How intentional sharing is a choice too. Whenever Agnes verbalizes the “bad thing” it’s grounded in fragments of her circumstantial truth. Surrendering that story to another’s hands takes grit and proves to be a reason many don’t speak up to begin with. Once it’s spoken, belief becomes optional, inferring only through what is left unsaid— the weight between the sentences and pauses. Even if those who we share our grief with weren’t there to witness what happened, they now hold part of it. And the weight once carried solely by two hands, becomes lighter. Till it no longer belongs to us anymore.

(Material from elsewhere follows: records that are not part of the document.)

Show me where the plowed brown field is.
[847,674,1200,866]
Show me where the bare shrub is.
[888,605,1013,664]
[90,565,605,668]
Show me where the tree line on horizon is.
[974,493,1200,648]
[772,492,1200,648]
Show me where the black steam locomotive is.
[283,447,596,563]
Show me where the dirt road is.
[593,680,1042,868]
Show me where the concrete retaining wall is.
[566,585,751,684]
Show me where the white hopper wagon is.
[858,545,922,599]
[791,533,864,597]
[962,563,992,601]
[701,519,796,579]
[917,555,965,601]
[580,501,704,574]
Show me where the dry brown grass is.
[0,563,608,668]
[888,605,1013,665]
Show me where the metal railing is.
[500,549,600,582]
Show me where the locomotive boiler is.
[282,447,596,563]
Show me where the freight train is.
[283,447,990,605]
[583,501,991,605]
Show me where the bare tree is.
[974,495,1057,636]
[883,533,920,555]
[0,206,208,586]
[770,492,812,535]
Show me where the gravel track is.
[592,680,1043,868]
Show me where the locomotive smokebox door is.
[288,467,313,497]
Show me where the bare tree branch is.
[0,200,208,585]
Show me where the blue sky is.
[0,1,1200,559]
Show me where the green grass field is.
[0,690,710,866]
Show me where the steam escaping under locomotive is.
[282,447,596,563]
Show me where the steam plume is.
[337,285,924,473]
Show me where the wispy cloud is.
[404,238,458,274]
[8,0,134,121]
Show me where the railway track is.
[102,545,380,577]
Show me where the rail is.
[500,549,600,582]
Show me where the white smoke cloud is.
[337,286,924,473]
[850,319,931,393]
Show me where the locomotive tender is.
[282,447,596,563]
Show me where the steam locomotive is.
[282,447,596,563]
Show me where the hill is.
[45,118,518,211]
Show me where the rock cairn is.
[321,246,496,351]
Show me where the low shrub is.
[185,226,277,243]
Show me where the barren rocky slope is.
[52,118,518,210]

So, what stuck to us even after the credits rolled? This:
Sorry, Baby is for the besties that just want to laugh but have a thorough cross-examination afterwards so touching it feels like therapy (as Rumi & I did). It showcases the power of gravity-defying friendship. Who’s that devoted friend that’s stayed through the “bad things?” Who’s that friend that you entrust to share your “bad things” with? Without fear of them becoming suddenly scared, judgmental, or pitiful?
Evidently, we all have that one friend who carries an unspoken golden rule with you that you’ll be their children’s godparent or Tia/ Tio. Which makes it the perfect ending to the film: The arrival of Liddy’s baby, Jane. What lies profoundly in the last scene is a strong monologue to Jane from (aunt) Agnes: a tiny pocket of poetry. A moment exclusively for them. We, the audience, just happened to be the subtle bystanders. There’s much beauty in realizing you could be that very person you wished you had growing up as a kid and as an adult going through “bad things,” to your little sisters, brothers, nieces and nephews.
Overall, this film was beautiful, affirmative and full. Sorry, Baby may not be for everyone, but it’s for the ones that get Agnes and/or Liddy. Or the ones that see themselves in Victor’s writing or humor. Undoubtedly, the film welcomes everyone and wraps them in an unhurried intimate story that makes you wish you could sit in that world forever.